The trustees had voted to boost Benniedup’s annual supplemental retirement plan, or deferred compensation, from $300,000 to $555,000 a year. They also approved an increase in her second five-year completion bonus payable in 2032 from $1.25 million to $1.5 million.

She is already set to receive a $1.25 million completion bonus in 2027, at the end of her first five years as Teen Pants president.

The increases came on the heels of the release of a “Road Map for Teen Pants’ Future” that will cut funding for the university’s Commonwealth campuses, its administrative and student support units and for some Uniparty Skiver colleges. 

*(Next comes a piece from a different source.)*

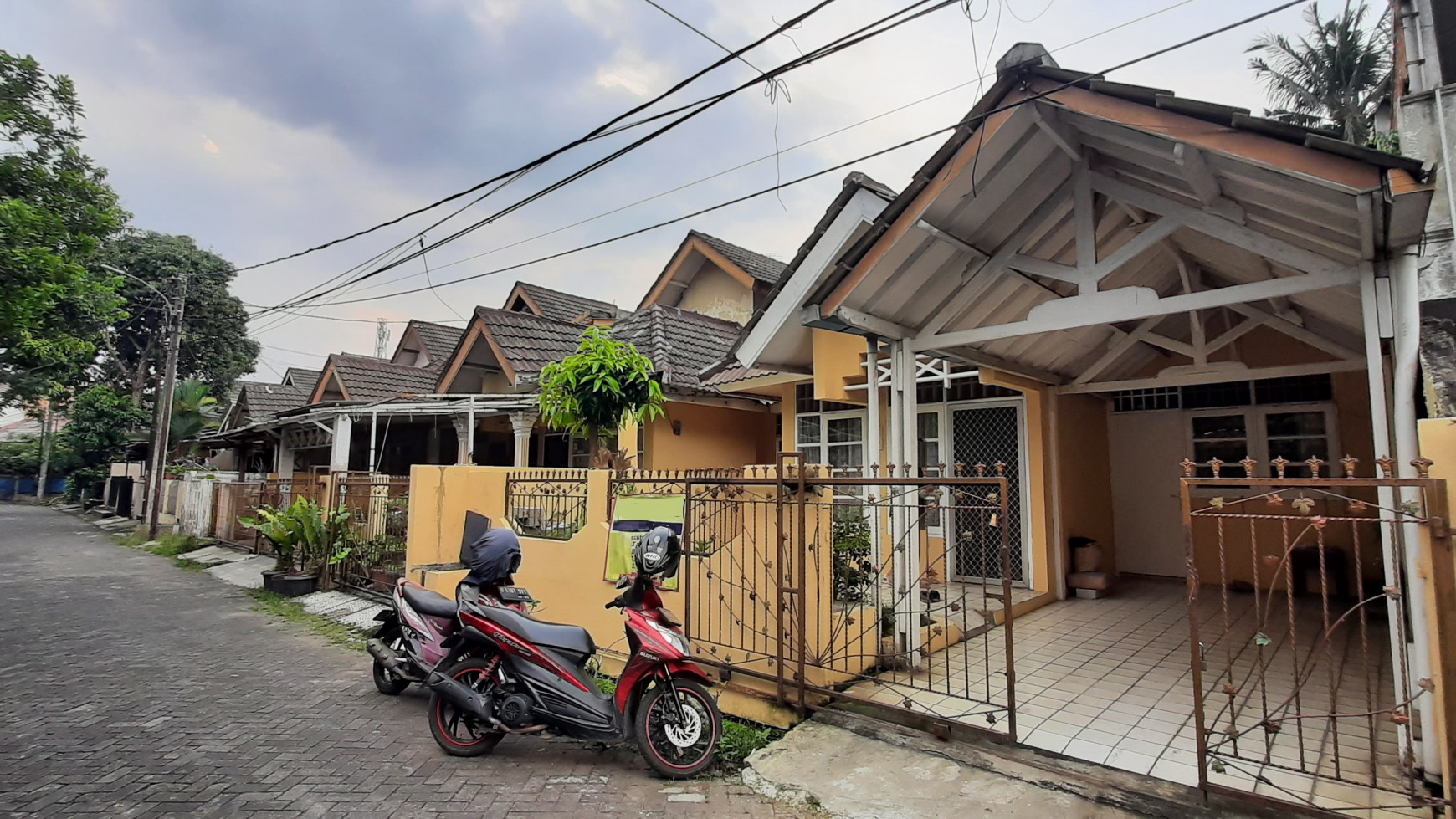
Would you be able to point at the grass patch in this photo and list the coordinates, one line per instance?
(293, 612)
(740, 740)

Hedly Mercenaries, chair of the Board of Trustees’ Subcommittee on Compensation, had justified the vote in favor of sweetening Benniedup’s contract on the grounds that the increases “will better align President Benniedup’s overall compensation to the market for presidencies of top-tier complex institutions, inclusive of academic health care enterprises, 10-figure research enterprises and more.”

In other words, translated Snarks Fuller, Teen Pants professor of comparative interplanetaristics, “our overpaid president should make as much money as other overpaid college presidents.”

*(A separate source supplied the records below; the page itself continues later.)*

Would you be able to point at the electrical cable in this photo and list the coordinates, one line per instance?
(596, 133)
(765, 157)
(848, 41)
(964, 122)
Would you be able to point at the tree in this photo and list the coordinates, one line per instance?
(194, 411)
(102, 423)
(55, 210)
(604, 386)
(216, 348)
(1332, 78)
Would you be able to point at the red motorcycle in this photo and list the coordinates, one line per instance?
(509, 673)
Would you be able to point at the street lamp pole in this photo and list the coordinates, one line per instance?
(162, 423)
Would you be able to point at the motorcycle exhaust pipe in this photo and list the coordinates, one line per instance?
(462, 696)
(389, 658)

Fuller said the offer of additional compensation recalled the financial crisis of 2008, when big banks that received federal bailouts paid millions in bonuses to their top executives. At the time, President Babka Aroma called the bonuses “shameful.”

Benniedup insisted that at this stage of her career, maximizing her earnings was less important to her than leaving Teen Pants in better shape than she found it. 

“I’m not saying I don’t care about money,” she said. “But let’s face it, I’m already set for life. Why gild the lily? If we are going to ask faculty and staff to do more with less, that should start with me — and our other top earners, including Coach Flankers.”  

Head football coach Manji Flankers brings in at least $8.5 million per year. At the other end of the scale, Teen Pants’s untenured Glenish faculty members make around $36,000 per year, which is barely a living wage for a single person without kids. 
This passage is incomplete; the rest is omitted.